Hier kommen die verschiedensten Stilmittel zum Einsatz, erhält
die Erzählung einen ganz eigenen Rhythmus, variieren
Ton und Musik immer wieder, wird visuell jede Möglichkeit
genutzt, wobei gerade der auffällige Umgang mit Farbe
(etwa in den Szenen, die aussehen als hätte man beim
Fernseher den Kontrast überdreht) bezeichnend ist.
Auch Soderbergh setzt seit jeher die Farbgestaltung ganz
gezielt ein, benutzt fast monochrom eingefärbte Szenen
zur Beschreibung einer Stimmungslage, verzichtete bei KAFKA
fast vollständig auf Farbe, nutzte farbliche Unterschiede
in TRAFFIC zur Abgrenzung der einzelnen Handlungsstränge
oder setzte dem kühlen Blau in SOLARIS das psychedelische
Farbspiel des außerirdischen Nebels als Kontrapunkt
entgegen.
Kein Wunder, dass Section Eight auch an der Produktion von
Todd Haynes Technicolor-Reminiszenz FAR FROM HEAVEN beteiligt
war.
Ähnlich uneinheitlich und zugleich äußerst
präzise ist die Auswahl und der Einsatz der Schauspieler.
Die Bandbreite reicht vom Superstar, über reaktivierte
Schauspiellegenden, Seriendarsteller, Newcomern und Nobodies,
bis hin zu schauspielerischen Quereinsteigern; und oft findet
sich das ganze Spektrum in einem einzigen Film.
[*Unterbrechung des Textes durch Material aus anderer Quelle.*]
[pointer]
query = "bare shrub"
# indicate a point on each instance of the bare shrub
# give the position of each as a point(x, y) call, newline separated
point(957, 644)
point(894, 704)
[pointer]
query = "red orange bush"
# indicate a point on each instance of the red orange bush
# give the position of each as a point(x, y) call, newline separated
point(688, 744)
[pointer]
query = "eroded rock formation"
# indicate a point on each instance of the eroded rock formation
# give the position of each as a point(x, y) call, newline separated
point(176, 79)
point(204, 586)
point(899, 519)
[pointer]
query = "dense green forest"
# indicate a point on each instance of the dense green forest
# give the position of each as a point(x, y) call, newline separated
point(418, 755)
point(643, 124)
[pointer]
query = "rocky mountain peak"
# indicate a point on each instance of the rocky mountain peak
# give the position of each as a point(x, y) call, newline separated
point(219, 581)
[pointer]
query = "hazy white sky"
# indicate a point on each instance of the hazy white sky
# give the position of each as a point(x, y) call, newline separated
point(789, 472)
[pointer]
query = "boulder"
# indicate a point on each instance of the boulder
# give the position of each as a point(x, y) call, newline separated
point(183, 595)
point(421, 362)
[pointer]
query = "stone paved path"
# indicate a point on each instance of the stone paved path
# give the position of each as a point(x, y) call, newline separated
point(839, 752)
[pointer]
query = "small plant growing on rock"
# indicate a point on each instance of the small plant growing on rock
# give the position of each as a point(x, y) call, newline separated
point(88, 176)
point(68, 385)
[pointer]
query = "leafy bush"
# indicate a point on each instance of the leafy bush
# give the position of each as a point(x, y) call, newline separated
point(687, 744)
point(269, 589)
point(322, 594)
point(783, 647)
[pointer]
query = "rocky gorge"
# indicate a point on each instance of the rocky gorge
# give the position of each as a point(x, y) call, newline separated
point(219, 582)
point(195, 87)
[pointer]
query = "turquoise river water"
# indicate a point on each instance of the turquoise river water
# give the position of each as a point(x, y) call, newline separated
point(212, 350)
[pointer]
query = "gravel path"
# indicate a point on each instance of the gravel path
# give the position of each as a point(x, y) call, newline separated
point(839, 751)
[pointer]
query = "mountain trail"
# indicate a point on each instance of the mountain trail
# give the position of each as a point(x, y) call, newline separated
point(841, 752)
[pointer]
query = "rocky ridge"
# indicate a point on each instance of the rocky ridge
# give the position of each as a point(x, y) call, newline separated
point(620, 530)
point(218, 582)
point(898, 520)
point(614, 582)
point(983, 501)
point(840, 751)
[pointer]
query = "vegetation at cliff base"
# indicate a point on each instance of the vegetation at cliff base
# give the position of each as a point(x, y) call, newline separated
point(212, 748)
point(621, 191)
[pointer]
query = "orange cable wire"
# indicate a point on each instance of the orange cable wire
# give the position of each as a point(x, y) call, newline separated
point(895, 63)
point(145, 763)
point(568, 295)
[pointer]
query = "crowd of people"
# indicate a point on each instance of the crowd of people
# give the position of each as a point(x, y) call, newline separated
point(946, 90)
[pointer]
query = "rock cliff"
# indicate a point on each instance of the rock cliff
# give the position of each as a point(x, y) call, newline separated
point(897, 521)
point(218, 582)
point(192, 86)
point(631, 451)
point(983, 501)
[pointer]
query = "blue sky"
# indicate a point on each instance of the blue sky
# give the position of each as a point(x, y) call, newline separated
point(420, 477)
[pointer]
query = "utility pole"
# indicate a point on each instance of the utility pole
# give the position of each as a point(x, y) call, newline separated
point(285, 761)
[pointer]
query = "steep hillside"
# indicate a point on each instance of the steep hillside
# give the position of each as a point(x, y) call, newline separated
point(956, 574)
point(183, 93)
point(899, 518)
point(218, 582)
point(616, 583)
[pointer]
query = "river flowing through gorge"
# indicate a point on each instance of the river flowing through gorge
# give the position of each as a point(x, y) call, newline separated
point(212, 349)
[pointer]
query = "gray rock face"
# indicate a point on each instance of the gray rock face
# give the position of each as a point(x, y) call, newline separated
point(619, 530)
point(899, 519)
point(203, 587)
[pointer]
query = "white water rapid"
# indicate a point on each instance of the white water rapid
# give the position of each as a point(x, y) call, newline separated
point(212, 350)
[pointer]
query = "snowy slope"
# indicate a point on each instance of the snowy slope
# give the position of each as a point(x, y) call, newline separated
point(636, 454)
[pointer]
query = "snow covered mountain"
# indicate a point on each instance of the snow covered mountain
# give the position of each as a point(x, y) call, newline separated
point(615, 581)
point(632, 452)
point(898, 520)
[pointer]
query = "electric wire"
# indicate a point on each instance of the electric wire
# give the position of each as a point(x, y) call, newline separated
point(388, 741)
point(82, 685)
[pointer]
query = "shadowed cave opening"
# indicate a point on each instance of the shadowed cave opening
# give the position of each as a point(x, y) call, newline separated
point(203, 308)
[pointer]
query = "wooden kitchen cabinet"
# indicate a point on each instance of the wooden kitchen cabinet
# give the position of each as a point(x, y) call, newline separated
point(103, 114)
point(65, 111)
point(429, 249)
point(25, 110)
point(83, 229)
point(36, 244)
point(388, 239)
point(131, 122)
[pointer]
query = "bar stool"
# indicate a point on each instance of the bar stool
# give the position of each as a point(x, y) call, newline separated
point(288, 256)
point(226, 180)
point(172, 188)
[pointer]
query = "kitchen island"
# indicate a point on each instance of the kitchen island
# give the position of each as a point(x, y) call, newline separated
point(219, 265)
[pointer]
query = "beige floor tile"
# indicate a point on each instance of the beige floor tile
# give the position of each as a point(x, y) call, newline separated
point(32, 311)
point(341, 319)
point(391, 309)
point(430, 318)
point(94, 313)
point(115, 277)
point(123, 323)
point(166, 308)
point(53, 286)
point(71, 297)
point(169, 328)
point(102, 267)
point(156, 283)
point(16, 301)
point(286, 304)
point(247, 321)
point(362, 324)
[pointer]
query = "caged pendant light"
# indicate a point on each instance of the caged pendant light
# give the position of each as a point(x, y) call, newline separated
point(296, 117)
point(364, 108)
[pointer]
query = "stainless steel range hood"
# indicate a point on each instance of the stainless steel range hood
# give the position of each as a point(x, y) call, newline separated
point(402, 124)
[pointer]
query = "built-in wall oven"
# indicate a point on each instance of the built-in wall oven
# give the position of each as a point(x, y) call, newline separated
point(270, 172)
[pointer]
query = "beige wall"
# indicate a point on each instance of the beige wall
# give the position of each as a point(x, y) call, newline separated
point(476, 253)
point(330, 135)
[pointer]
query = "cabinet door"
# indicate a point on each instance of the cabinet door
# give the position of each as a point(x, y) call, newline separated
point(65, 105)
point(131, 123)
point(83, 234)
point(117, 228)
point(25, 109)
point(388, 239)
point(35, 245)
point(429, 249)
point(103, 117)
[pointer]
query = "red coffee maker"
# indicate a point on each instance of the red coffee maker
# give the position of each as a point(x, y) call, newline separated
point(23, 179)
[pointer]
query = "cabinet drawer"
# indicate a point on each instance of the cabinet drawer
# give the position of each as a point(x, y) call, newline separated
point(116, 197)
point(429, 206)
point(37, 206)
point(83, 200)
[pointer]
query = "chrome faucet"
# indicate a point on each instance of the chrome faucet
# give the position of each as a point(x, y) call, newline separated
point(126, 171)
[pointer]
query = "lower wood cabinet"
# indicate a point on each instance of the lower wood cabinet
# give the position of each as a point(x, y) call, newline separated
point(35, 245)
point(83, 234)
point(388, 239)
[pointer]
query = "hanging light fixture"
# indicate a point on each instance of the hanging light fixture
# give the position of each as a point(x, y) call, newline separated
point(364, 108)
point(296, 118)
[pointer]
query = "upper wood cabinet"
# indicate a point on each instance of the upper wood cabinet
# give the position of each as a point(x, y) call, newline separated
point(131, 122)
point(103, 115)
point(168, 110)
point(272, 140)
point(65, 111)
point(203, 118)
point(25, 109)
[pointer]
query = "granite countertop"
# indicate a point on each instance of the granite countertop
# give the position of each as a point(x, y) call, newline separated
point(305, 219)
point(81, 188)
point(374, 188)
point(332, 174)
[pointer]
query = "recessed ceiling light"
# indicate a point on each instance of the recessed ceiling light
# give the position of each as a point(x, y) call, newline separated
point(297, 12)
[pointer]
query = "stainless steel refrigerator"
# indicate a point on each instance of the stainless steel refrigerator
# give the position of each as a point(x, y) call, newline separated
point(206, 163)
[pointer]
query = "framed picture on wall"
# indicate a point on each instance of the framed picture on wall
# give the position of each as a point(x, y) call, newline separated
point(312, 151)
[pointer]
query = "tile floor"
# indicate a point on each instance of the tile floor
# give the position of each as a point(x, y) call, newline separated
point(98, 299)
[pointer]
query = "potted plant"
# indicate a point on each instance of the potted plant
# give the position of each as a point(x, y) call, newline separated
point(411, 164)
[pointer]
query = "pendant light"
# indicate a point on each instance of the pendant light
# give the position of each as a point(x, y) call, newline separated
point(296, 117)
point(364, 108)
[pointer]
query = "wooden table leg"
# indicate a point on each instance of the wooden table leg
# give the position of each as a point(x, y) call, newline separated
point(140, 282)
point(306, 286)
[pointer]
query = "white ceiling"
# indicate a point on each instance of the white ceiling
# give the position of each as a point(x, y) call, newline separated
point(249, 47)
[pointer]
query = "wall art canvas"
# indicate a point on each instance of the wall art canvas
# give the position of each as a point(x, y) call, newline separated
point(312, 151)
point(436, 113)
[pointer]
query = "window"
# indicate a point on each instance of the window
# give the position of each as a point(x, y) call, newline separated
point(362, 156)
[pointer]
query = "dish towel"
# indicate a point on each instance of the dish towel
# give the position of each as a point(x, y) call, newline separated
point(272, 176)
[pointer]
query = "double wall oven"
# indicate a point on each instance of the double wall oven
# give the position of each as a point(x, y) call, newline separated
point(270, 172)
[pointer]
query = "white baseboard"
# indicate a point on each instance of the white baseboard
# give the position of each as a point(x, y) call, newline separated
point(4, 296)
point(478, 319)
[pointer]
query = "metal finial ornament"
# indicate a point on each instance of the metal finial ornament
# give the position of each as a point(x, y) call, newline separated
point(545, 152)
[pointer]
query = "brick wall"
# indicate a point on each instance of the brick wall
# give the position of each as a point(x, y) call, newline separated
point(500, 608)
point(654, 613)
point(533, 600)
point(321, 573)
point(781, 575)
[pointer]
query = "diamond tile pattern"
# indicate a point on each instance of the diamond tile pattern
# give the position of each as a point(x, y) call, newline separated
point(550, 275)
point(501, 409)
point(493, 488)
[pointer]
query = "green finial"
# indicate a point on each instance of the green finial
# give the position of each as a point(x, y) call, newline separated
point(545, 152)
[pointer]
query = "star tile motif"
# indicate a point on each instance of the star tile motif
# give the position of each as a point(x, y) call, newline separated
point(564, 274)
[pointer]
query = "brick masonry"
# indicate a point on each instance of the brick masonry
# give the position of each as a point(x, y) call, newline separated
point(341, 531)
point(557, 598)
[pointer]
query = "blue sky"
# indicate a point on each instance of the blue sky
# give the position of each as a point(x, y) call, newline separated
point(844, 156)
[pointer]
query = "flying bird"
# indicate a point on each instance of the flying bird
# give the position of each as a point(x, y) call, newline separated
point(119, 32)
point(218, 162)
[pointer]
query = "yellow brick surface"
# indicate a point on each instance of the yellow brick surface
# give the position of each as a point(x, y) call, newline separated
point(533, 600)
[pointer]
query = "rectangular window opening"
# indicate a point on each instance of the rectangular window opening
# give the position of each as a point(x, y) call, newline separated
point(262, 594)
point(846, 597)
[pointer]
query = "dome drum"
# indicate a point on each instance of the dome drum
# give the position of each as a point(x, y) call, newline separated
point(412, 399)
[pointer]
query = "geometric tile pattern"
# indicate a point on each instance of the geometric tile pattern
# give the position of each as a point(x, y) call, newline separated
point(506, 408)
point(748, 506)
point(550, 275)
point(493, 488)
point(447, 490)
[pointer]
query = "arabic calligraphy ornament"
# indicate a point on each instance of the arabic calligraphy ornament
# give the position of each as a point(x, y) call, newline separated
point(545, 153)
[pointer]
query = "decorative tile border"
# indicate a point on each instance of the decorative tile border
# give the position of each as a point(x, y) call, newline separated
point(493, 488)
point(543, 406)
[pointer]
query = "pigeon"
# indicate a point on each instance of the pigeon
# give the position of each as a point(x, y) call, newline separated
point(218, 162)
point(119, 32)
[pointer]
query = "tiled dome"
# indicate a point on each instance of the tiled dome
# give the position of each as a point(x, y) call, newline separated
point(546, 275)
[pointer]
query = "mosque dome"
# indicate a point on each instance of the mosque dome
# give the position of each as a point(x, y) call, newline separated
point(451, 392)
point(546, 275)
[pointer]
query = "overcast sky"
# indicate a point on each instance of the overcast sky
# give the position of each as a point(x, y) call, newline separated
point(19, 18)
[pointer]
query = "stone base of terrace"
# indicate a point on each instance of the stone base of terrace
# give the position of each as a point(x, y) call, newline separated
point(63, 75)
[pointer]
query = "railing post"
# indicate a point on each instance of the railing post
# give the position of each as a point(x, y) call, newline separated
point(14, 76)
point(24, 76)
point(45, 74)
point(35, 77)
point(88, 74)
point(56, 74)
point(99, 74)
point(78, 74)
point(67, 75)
Erstaunlicherweise entsteht daraus immer ein einheitliches
Ensemble, dessen Spiel nicht nur den Zuschauer beeindruckt,
sondern scheinbar auch den Darstellern selber großen
Spaß macht. Wie wäre es sonst zu erklären,
dass Darsteller wie Don Cheadle, Luis Guzman oder Isaiah Washington
regelmäßig die Zusammenarbeit mit Soderbergh &
Co. suchen, dass selbst Stars wie Brad Pitt und Matt Damon
nach ihrer Arbeit bei OCEAN'S ELEVEN für einen netten
Cameo-Auftritt in CONFESSIONS... zur Verfügung standen
und dass George Clooney und Julia Roberts kaum noch in Filmen
anderer Regisseure zu sehen sind?
Am faszinierendsten ist angesichts dieser stilistischen Vielfalt
aber, dass alle diese Filme eine unglaubliche Eleganz besitzen,
wobei Eleganz nicht im modischen, sondern im mathematischen
Sinn zu verstehen ist. Finden Mathematiker oder Physiker eine
Lösung für eine schwieriges Problem, in der sich
alles nahtlos und perfekt zusammenfügt, es keine störenden
Widersprüche gibt, dann sprechen sie von einer eleganten
Lösung bzw. Formel.
In diesem Sinne sind die Filme von Soderbergh und aus seinem
Umfeld, elegant, da auch bei ihnen alles nahtlos ineinander
übergeht, alles passt, alles schlüssig ist und nichts
das makellose Gesamtbild stört. Die Filme von Soderbergh,
Clooney und Kollegen bilden somit (um mit den Titel eines
erfolgreichen Sachbuchs zu sprechen) ein "elegantes Universum".